Acórdão nº 01198/12 de Supremo Tribunal Administrativo (Portugal), 12 de Fevereiro de 2015

Magistrado ResponsávelFRANCISCO ROTHES
Data da Resolução12 de Fevereiro de 2015
EmissorSupremo Tribunal Administrativo (Portugal)

Recurso jurisdicional da sentença proferida no processo de impugnação judicial com o n.º 785/11.9BEALM 1. RELATÓRIO 1.1 A…………….. e mulher, B……………. (a seguir Impugnantes ou Recorrentes) recorrem para o Supremo Tribunal Administrativo da sentença proferida pelo Juiz do Tribunal Administrativo e Fiscal de Almada que, julgando verificada a excepção de inimpugnabilidade, por não ter sido dado cumprimento ao disposto no art. 97.º, n.º 2, do Código do Imposto sobre o Valor Acrescentado (CIVA), absolveu a Fazenda Pública da instância na impugnação judicial por aqueles deduzida contra as liquidações oficiosas de IVA que lhe foram efectuadas ao abrigo do disposto no art. 88.º daquele Código, com referência aos períodos de Janeiro de 2007 a Dezembro de 2008.

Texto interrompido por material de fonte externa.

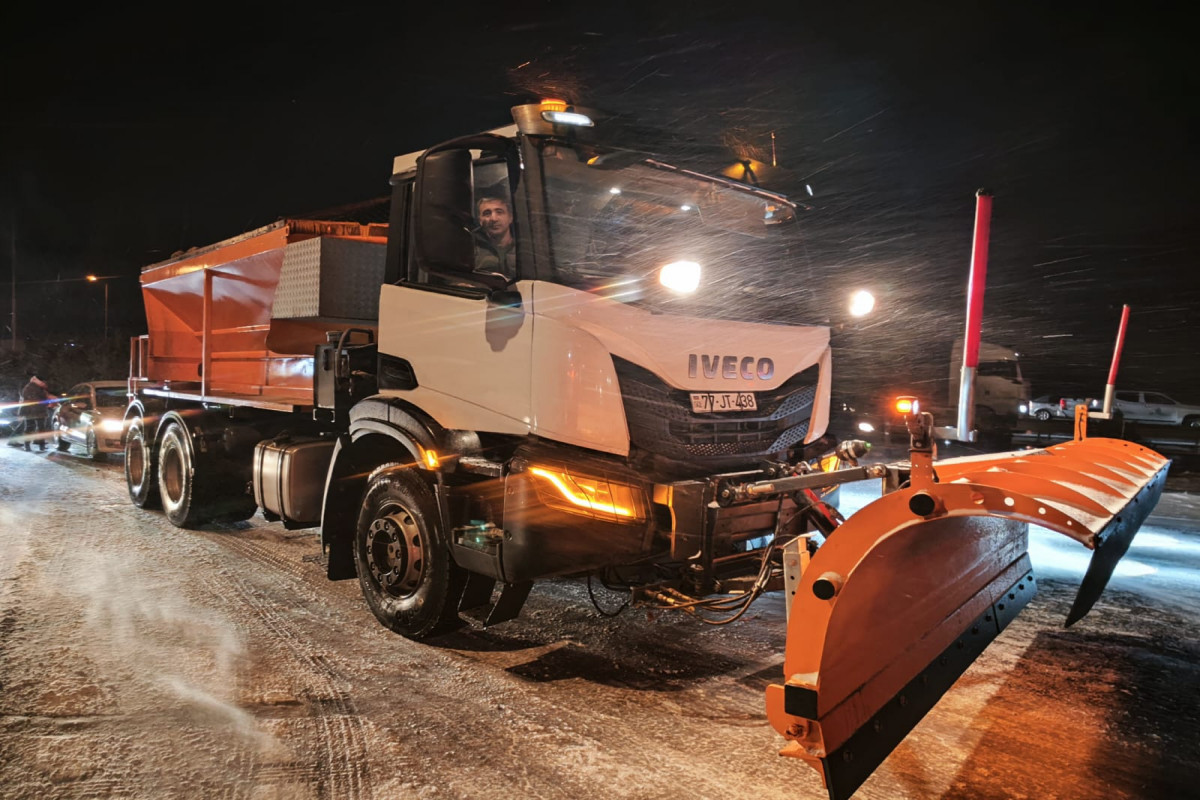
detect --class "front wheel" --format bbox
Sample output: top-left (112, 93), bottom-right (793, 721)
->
top-left (354, 464), bottom-right (466, 639)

1.2 O recurso foi admitido, com subida imediata, nos próprios autos e efeito meramente devolutivo e os Recorrentes apresentaram a motivação do recurso, que remataram com conclusões do seguinte teor (Porque usaremos o itálico na transcrição, as partes que no original estavam em itálico surgem aqui em tipo normal, a fim de se respeitar o destaque que lhes foi concedido pelos Recorrentes.

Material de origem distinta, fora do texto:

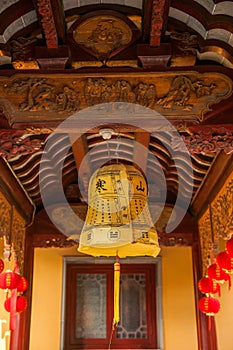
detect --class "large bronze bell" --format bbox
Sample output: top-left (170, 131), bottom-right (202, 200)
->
top-left (78, 163), bottom-right (160, 258)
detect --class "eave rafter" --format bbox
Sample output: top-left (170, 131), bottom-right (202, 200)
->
top-left (35, 0), bottom-right (65, 49)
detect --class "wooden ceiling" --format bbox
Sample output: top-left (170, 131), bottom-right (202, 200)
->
top-left (0, 0), bottom-right (233, 238)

): « 1. O presente recurso deve desde logo proceder porque a proibição prevista no n.º 2 do artigo 97.º do CIVA pressupõe uma “situação de normalidade”, i.e., que o contribuinte se tenha registado enquanto tal para efeitos de IRS (ou de IRC) e IVA, e que, dentro dos prazos legais, não tenha apresentado as declarações periódicas a que está obrigado.

  1. Ora, ao contrário do defendido na douta sentença recorrida, a situação nos autos não se enquadra nessa previsão.

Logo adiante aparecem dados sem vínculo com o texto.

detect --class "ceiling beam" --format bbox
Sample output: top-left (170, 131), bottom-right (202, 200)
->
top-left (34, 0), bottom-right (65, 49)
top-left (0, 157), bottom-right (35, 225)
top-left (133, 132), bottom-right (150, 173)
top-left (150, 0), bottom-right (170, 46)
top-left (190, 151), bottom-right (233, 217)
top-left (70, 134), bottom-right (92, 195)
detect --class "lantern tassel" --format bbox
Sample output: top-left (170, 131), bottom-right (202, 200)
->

  2. De facto, as liquidações oficiosas de IVA (cuja impugnabilidade se discute) decorreram do facto da Administração Fiscal, na sequência da respectiva acção inspectiva, ter registado oficiosamente o impugnante marido no cadastro fiscal na categoria B do IRS nos anos de 2005 a 2008, o que terá produzido efeitos em sede de IVA, embora posteriormente à data em que as declarações periódicas de IVA deveriam ter sido apresentadas, com efeitos retroactivos a 01.01.2005.

  3. Inscrição oficiosa essa que foi impugnada pelos ora recorrentes, em sede de impugnação judicial que corre termos no Tribunal Administrativo e Fiscal de Almada sob o n.º 1109/10.8BEALM da 2.ª Unidade Orgânica.

  4. Mal se entenderia, face ao exposto, que o impugnante marido fosse “obrigado” a aceitar tal inscrição para poder impugnar judicialmente os actos de liquidação oficiosa de IVA em apreço, i.e., fosse “forçado” a reconhecer a existência de uma actividade empresarial tido por ele, que o sujeitasse ao regime de IVA, e consequentemente, o sujeitasse ao cumprimento das obrigações acessórias inerentes ao mesmo (entregar as declarações periódicas em falta ou, caso não concordasse com o valor de IVA apurado, as declarações de substituição, modelo C, indicando os valores correctos “ainda que iguais a zero”) para poder reagir a tais actos de liquidação oficiosa.

  5. Pelo que, in casu, entender que não foi dado cumprimento ao n.º 2 do artigo 97.º do CIVA é claramente coarctar aos impugnantes o seu direito de defesa contra situações que afectam a sua esfera jurídica, uma vez que, como sucede na situação em apreço, não dispõem de outra forma de atacar a ilegalidade praticada, em virtude de uma evidente “impossibilidade prática” de entrega das declarações, de substituição, modelo C, indicando os valores correctos “ainda que iguais a zero”, referidas na douta sentença recorrida.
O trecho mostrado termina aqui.